I’m pretty sure everyone in the pack would love to see the wolf dead and possibly get a chunk of him beforehand. James was a wolf that everyone in the pack knew and he was well-liked. I considered him a friend despite barely knowing him and I’m quite confident that the rogue will be killed for his crimes. He messed with the wrong warrior and the wrong pack.
“Squadron three,” Alpha Quill addresses us as we come to stop. We angle our heads to the side in submission but don’t lessen our hold on the rogue. That would be a pup’s mistake. “You have succeeded in your hunt. Congratulations. You have made me, your pack, and your blood proud.”
My tail threatens to sway as I hear that I’ve made him proud. I am a simple wolf with simple pleasures. The pride of my Alpha is one of those pleasures. Alpha Quill nods towards Beta Reade and tall broad-shouldered man moves forward to grab the ends of the leads from us.
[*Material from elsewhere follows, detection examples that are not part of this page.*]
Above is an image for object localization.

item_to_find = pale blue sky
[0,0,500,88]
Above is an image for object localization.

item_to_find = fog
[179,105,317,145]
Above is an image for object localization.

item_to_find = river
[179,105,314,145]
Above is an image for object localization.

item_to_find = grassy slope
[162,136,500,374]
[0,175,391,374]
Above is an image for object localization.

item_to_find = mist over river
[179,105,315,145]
He steps back when they’re all gathered and heads straight into the pack jail to put the exhausted rogue in a cell.
I suppose running for your life for three hours and then running all the way back for seven or so more hours does that, I think to myself in petty amusement.
Alpha Quill turns back to us and I can see the pride glimmering in his eyes. “You are all dismissed. Dinner will be finished soon.” I bow to my Alpha, like everyone else, before trotting towards the packhouse.
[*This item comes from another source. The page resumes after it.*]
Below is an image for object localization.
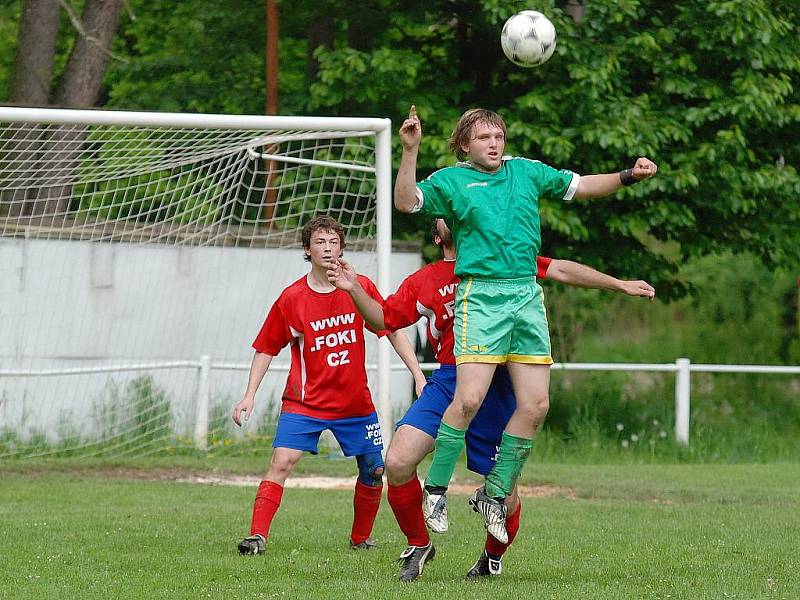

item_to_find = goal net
[0,108,406,457]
“Ever?” Alpha Quill calls to me through mindlink. I stop and turn towards him, my head cocked to the side in askance. “Good job today. You’ll make a good Squadron Leader someday.”
I allow my tail to wag now that I don’t have an audience before bowing down in respect, one paw stretched out in front of me and the other curled up to my chest. “Thank you, Alpha,” I tell him. He nods to me and I take my leave.